L’éloignement entre l’Union et les États-Unis est-il inévitable ?

Nous devons modifier notre approche pour qu’elle reflète les intérêts communs : c’est le langage que Washington utilise ces jours-ci. Il est important de parler de valeurs, mais nous devons également souligner que nous avons des intérêts communs à rester unis. 

Dans le langage des intérêts, nous devons élaborer un programme positif avec les États-Unis en matière de défense, de commerce, d’énergie, de coopération technologique, de partage du fardeau des engagements en matière de sécurité. En Europe, nous avons aussi nos intérêts.

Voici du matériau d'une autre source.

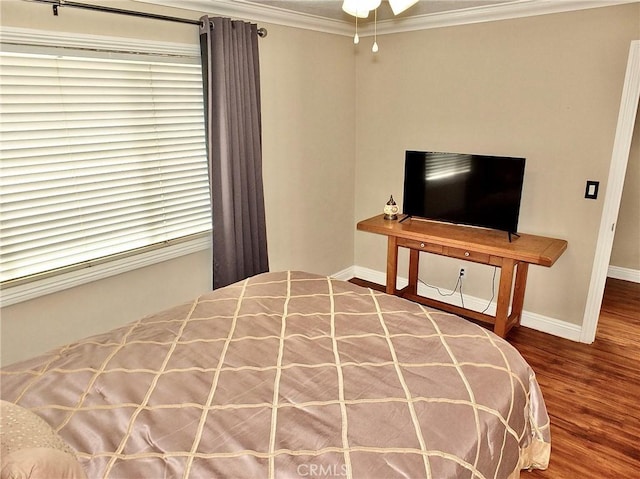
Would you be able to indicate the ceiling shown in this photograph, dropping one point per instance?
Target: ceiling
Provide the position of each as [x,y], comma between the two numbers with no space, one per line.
[327,15]
[332,9]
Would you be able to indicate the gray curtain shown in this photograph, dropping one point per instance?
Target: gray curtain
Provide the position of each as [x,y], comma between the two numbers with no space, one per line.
[231,75]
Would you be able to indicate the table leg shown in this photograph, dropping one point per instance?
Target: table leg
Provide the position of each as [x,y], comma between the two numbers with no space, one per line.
[518,291]
[414,258]
[392,264]
[504,297]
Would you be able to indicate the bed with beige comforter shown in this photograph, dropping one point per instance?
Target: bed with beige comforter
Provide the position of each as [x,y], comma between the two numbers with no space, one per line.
[291,375]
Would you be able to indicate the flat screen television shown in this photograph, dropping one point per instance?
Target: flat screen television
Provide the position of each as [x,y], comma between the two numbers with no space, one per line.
[468,189]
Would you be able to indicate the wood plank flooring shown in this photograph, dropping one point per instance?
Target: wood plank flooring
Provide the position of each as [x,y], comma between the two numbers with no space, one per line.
[592,392]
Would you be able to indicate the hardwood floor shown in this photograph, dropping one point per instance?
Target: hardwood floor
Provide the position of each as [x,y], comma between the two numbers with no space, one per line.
[592,391]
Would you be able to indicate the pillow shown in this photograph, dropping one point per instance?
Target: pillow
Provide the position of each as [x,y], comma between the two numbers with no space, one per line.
[30,448]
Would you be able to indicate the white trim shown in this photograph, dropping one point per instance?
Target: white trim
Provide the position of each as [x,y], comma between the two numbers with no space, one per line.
[60,282]
[626,274]
[615,184]
[346,274]
[545,324]
[43,38]
[489,13]
[254,11]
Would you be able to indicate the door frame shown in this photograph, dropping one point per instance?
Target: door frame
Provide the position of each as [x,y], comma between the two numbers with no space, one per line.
[615,184]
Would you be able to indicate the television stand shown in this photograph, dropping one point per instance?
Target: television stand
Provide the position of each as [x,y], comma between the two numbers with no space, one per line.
[470,244]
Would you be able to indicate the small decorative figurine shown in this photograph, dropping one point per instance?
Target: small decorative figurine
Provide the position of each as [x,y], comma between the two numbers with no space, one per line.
[391,210]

Nous devrions être clairs sur nos intérêts, tout comme les États-Unis le sont sur les leurs.

L’OTAN, ce n’est pas que l’article 5. C’est aussi l’article 3 — qui prévoit qu’il ne doit pas y avoir de resquilleurs. 

Kęstutis Budrys

Notre intérêt est de créer une société plus prospère grâce au commerce et de renforcer notre sécurité. Pour la Lituanie, les relations transatlantiques sont très importantes, de même que notre engagement dans l’Alliance. Pour le flanc oriental, il s’agit d’une question existentielle. Nous pensons que nous devons continuer à favoriser cette relation et à trouver un terrain d’entente avec nos alliés. 

Je ne crois pas que nous devions nous désengager, même si certains de nos rivaux le souhaitent.

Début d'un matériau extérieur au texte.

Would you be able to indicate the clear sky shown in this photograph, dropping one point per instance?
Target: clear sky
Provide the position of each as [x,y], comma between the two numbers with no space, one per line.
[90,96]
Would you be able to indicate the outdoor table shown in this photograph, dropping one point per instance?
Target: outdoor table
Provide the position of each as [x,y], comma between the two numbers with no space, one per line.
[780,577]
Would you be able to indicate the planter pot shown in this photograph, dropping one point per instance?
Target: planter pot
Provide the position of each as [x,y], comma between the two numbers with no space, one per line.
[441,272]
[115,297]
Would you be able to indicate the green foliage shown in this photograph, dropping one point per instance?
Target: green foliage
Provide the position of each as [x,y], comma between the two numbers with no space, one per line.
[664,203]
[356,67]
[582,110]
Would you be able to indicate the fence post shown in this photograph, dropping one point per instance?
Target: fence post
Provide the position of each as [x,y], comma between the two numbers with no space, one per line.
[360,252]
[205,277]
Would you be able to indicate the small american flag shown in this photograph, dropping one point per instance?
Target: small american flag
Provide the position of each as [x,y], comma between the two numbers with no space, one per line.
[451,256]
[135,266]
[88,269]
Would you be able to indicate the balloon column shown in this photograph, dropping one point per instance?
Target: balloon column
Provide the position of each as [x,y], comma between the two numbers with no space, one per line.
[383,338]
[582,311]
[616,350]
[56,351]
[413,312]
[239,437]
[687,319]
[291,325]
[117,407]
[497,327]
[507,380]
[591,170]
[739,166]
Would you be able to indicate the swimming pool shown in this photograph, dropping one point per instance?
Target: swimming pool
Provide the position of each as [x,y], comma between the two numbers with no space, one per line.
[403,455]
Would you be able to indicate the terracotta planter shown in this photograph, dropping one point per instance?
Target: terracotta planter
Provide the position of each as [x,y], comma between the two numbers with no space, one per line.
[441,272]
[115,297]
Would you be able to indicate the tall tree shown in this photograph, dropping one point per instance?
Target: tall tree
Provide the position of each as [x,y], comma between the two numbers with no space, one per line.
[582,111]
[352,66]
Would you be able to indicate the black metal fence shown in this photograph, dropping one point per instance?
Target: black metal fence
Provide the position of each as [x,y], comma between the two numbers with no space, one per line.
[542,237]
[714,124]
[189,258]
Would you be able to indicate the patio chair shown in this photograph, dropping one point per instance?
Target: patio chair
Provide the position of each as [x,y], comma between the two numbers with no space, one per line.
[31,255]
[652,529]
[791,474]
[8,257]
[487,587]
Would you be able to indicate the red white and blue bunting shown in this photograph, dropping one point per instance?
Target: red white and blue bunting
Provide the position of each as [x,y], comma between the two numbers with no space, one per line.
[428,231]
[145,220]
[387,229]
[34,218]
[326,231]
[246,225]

L’article 5 du traité repose sur l’idée que les alliés seraient prêts à se défendre mutuellement selon le principe de la sécurité commune et de la solidarité. Dans un monde transactionnel, croyez-vous encore à l’Alliance ?

Ce n’est pas une question de croyance, c’est une question de volonté : nous travaillons et augmentons nos ressources pour rendre cette Alliance encore plus forte. Bien sûr, nous avons confiance en l’OTAN. Nous ne remettons pas en question la valeur de cette Alliance : si nous le faisions, nous devrions remettre en question notre architecture de sécurité et tous les engagements que nous avons pris en matière de sécurité.

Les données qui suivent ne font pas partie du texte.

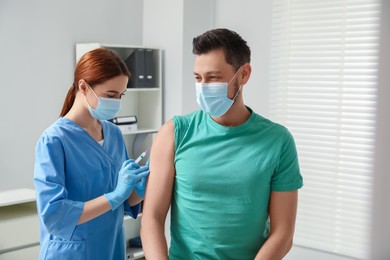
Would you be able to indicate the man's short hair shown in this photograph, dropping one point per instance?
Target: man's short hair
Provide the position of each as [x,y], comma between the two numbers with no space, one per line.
[234,47]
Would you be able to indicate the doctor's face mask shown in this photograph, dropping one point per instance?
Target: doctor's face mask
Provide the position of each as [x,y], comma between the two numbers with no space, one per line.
[107,108]
[212,97]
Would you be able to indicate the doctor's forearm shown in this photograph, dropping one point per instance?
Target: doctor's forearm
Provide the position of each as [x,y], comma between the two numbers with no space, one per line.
[94,208]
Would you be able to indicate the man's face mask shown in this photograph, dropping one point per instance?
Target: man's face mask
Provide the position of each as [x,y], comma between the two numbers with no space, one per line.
[212,97]
[106,109]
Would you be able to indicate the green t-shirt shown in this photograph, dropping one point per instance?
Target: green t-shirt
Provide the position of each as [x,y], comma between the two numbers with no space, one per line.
[224,176]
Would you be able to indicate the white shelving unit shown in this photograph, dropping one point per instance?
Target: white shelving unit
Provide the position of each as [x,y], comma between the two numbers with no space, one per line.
[19,226]
[146,104]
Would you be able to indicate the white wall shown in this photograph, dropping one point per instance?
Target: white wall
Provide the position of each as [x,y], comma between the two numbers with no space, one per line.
[380,235]
[37,57]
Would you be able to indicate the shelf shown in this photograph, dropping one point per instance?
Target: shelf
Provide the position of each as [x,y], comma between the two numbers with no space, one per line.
[141,131]
[17,196]
[142,89]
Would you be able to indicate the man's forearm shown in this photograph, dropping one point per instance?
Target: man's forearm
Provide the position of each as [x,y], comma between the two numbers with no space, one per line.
[154,243]
[275,248]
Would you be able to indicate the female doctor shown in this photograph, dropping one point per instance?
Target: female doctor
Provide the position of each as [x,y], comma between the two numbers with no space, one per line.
[84,181]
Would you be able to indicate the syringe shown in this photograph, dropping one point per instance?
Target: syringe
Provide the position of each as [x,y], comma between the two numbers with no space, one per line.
[141,156]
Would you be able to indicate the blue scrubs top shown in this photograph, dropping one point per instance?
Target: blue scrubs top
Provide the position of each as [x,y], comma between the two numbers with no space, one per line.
[70,169]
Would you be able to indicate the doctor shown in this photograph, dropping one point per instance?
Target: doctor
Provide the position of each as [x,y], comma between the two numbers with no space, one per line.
[84,181]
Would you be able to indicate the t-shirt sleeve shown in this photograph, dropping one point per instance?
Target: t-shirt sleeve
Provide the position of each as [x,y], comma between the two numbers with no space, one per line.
[181,124]
[287,174]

L’OTAN, ce n’est pas que l’article 5. C’est aussi l’article 3 — qui prévoit qu’il ne doit pas y avoir de resquilleurs.

Les alliés ont le devoir d’investir dans la défense. Et nous y croyons. C’est pourquoi nous avons annoncé qu’en Lituanie, nous dépenserons entre 5 et 6 % du PIB pour la défense entre 2026 et 2030. Nous ne pouvons pas compter uniquement sur les contributions de nos alliés. Si nous voulons renforcer l’OTAN, nous savons ce qu’il nous reste à faire. 

La Russie craint-elle encore l’OTAN ?

La Russie craint ce que nous faisons — pas ce que nous disons. C’est ainsi qu’ils fonctionnent. Ils doivent le voir pour le croire, le sentir. 

Des brigades sur le flanc oriental : voilà ce qu’ils craignent. 

Nous voir contribuer à renforcer l’OTAN : voilà ce qu’ils craignent.

Le respect par la Russie de la ligne rouge que constitue l’OTAN dépend entièrement de nous.